Ярослав Шипов. Три рыбы от Святителя Николая.



 

Батюшка Михаил, немолодой сельский священник, отправился ловить рыбу. Река еще после паводка не вошла в свои берега, клева не было, но батюшкой руководило чувство долга, которое, впрочем, руководило им всегда. Однако в последние дни это чувство обострилось сугубо. Приближался праздник Троицы, особо почитаемый в здешних краях, а значит – с обязательными рыбными пирогами, но в деревне, где проживал священник, ни одного рыбака не осталось. А ему никак не хотелось оставить соседей без праздничного пирога. Вот и пришлось – взять удочку и спуститься к реке. Надо отметить, что дело происходило двадцать второго мая, то есть на Николин день, когда батюшка уже отслужил литургию и вернулся домой.

Подойдя к воде, он перво-наперво осенил себя крестным знамением, а потом обратился к Святителю Николаю, архиепископу Мир Ликийских, Чудотворцу. Обратился не вслух, а мысленно.

Мол, так и так, я, дескать, понимаю, что рыба сейчас не клюет и клевать не может. Но мне до крайности необходимы две рыбешки: для директора школы Петра Александровича и для Евстолии. Только две! Петр Александрович, хоть он в церковь не ходит, мужик неплохой, понимающий – это ведь он разрешил мне преподавать Закон Божий, а районные власти препятствовали, мешали. Опять же зимой: вечерами, бывает, выйдем на улицу, постоим, поговорим, и котишки наши рядом сидят – присутствуют. Мой Барсик с его Мурочкой очень дружен.

Ну вот. А в прошлый сенокос сын Петра Александровича – Александр Петрович – утонул: от жары перегрелся, нырнул в речку – сердце и обмерло. Река-то у нас все лето холодная. Молодой парень был – тридцать лет, тоже в школе работал: учителем физики. Трое ребятишек осталось.

Я его под отцовы именины как раз отпевал – под праздник Петра и Павла. Говорят, в прежние времена до Петрова дня не косили, но тогда, может, климат нормальный был? А теперь – не пойми чего. Петр Александрович с детства погодный журнал ведет – полвека уже, и получается, что нынешняя погода никакому пониманию не поддается.

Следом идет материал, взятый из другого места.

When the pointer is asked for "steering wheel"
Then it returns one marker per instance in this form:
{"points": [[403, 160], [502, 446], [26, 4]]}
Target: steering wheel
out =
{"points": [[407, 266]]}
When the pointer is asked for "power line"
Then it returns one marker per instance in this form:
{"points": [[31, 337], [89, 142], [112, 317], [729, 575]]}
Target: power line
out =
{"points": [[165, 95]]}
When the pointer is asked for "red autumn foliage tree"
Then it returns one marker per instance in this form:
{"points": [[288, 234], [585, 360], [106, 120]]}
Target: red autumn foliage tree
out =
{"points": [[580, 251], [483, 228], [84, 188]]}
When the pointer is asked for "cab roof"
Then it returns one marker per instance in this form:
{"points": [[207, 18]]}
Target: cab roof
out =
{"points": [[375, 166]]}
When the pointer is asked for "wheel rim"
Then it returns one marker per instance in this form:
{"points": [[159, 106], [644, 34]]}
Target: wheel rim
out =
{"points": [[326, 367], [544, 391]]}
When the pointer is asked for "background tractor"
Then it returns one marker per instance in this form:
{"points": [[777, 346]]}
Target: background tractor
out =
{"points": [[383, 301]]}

И вот, думаю, сядут они всей семьею за праздничный стол, а рыбного пирога нет. Всегда рыбник был, и вдруг не стало. Петру Александровичу самому теперь не словить: болеет он сильно. В этом году даже к реке не спускался.

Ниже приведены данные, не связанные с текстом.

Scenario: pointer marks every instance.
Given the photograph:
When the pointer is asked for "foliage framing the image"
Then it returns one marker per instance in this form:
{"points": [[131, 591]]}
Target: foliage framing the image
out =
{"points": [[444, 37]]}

Излагая таким образом свой интерес, отец Михаил между тем забросил удочку и всматривался в поплавок. Поплавок не шевелился. Спохватившись, батюшка спешно добавил, что семья у директора школы немаленькая: супруга, дочка с мужем, сноха, трое внуков, – стало быть, и рыбник нужен большой, чтоб всем хватило. И, надеясь на понимание, попросил у Святителя Николая помолиться пред Господом за недостойного иеромонаха Михаила.

Тут поплавок резко ушел под воду, батюшка подсек и вытянул на берег щуку: впервые в жизни ему довелось поймать на червяка, да еще и у самого берега, такую большую щуку. Леска не выдержала и оборвалась – хорошо, что рыбина была уже на земле. Он поблагодарил Господа, связал леску и снова забросил удочку. После чего стал рассказывать про соседку Евстолию.

Про то, что она недавно овдовела, что покойный муж ее – дед Сережа – во время войны был подводником. Последнее обстоятельство отец Михаил повторил и даже сделал небольшую паузу, намекая этими знаками, что рассчитывает на особое расположение Святителя Николая к морякам. Сообщил, что на службу Евстолия ходит каждый воскресный день и всякий раз приносит березовое полешко для отопления. Такая вот лепта вдовицы. Раньше-то дед Сережа ставил на реке сеточку, а теперь Евстолия может без пирога остаться. В связи с ее одиночеством и малой комплекцией батюшка и рыбку просил некрупную. Только одну!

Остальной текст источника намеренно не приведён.